With continued psychotherapy Flora found a safe place where she began to loosen her emotional muck and get rid of her constipating experiences. She experimented with expressing herself, without fear of losing her therapist. Her messy feelings were accepted, understood, detoxified, and digested. She used the nutrients from the therapy to build her emotional muscles.
She learned how to set up effective boundaries that allowed her to receive and give support, without having to seal up and freeze her feelings, or explode and feel ashamed. Along the journey, Flora tuned into her hunger pangs, learning to be mindful of when they came up. She learned that a craving for ice-cream and chips meant she had some yucky feeling to digest.
Mutual exchange in the therapeutic dialogue, in conjunction with artistic expressions, honored her need to feel capable and strong. Unsatisfying meetings with family and friends that once led to gorging, changed to releasing her disappointments and fears after tasting and chewing them. That made room for Flora to prepare for re-configuring relationships without the risk of loss.

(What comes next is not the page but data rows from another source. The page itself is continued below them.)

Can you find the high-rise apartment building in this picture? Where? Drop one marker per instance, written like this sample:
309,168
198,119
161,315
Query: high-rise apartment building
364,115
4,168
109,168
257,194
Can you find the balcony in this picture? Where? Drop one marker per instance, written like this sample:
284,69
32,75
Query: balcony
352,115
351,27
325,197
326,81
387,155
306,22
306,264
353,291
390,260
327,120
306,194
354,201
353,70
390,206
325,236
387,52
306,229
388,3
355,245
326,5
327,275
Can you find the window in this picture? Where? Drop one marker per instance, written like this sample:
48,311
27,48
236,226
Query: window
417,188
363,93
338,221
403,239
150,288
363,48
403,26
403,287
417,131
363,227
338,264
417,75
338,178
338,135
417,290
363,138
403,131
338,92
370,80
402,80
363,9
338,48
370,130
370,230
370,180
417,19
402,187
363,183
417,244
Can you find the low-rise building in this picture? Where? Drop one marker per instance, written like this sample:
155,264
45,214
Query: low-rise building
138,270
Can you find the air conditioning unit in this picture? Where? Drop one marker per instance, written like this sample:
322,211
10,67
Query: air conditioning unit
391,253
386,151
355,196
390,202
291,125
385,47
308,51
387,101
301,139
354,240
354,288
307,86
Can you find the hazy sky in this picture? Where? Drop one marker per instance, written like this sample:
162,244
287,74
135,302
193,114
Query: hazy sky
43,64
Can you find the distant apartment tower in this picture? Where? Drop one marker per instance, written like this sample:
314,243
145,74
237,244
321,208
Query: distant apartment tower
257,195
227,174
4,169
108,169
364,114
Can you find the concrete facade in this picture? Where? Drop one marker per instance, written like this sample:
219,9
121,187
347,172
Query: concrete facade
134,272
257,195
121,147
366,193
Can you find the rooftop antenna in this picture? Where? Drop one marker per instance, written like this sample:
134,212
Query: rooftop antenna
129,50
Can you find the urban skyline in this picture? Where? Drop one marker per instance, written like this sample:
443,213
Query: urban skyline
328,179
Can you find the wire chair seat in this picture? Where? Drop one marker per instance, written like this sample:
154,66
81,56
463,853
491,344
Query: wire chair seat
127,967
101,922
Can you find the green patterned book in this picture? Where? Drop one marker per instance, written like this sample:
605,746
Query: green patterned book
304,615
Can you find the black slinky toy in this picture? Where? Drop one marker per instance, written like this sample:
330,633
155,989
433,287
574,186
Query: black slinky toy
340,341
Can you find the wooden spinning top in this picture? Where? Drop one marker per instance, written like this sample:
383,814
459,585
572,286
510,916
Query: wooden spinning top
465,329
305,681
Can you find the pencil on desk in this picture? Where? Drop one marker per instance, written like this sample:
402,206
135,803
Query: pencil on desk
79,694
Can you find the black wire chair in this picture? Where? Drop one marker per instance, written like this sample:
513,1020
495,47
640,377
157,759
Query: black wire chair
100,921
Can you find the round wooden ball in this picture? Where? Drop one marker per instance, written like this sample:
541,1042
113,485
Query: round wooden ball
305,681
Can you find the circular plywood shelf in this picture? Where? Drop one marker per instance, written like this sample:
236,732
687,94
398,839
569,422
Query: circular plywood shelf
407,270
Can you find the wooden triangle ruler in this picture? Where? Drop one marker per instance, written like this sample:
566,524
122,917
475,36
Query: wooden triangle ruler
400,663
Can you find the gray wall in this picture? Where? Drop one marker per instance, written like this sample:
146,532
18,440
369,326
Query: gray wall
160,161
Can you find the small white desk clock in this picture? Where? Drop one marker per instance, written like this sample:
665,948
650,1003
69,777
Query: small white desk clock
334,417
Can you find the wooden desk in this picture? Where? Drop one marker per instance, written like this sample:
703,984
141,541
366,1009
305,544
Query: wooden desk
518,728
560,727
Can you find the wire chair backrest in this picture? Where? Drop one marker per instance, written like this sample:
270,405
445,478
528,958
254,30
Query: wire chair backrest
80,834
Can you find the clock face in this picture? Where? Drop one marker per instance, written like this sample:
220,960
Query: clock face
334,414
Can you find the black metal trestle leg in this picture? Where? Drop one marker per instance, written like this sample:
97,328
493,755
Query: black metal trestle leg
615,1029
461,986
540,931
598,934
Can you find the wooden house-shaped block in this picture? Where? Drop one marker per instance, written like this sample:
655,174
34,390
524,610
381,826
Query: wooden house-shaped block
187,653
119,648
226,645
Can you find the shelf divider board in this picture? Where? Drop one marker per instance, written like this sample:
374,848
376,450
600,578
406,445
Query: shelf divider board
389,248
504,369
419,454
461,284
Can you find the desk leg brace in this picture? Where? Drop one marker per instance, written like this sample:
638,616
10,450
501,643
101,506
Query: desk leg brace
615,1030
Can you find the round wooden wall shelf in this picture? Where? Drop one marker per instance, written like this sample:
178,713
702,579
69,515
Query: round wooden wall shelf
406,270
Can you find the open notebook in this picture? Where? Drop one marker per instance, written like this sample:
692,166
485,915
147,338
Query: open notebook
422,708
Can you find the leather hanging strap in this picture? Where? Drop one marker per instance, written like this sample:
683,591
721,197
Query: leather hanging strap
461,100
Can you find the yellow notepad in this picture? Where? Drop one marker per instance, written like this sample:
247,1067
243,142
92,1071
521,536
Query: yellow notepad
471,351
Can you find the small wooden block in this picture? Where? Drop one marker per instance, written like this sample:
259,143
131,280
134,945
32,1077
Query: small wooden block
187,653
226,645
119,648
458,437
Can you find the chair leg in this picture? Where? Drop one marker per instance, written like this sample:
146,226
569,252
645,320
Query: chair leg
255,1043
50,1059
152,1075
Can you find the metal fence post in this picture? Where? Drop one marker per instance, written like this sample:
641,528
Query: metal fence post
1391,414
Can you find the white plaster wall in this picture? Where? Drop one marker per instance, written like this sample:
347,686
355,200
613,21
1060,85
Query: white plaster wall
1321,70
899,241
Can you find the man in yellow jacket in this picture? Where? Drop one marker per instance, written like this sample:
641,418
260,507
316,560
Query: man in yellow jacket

It also helped her make new relationships where she was not a doormat, and didn’t have to hide her individuality.
Flora worked hard in her therapy. She found a way of accepting and expressing all parts of herself equally. Her eating patterns followed suit. In therapy she digested the emotional weight she had been carrying. As she found room for all parts of herself to be appreciated, she no longer needed the fat to be her armor. She lost weight and did not put it back on. As her emotional life stabilized, so did her body weight. Flora had a new relationship to food, because she found emotional sustenance with her therapist, and then allowed herself to find similar sources of nutrition with other significant relationships. All parts of herself were allowed to get attention. Flora was in balance and her body responded.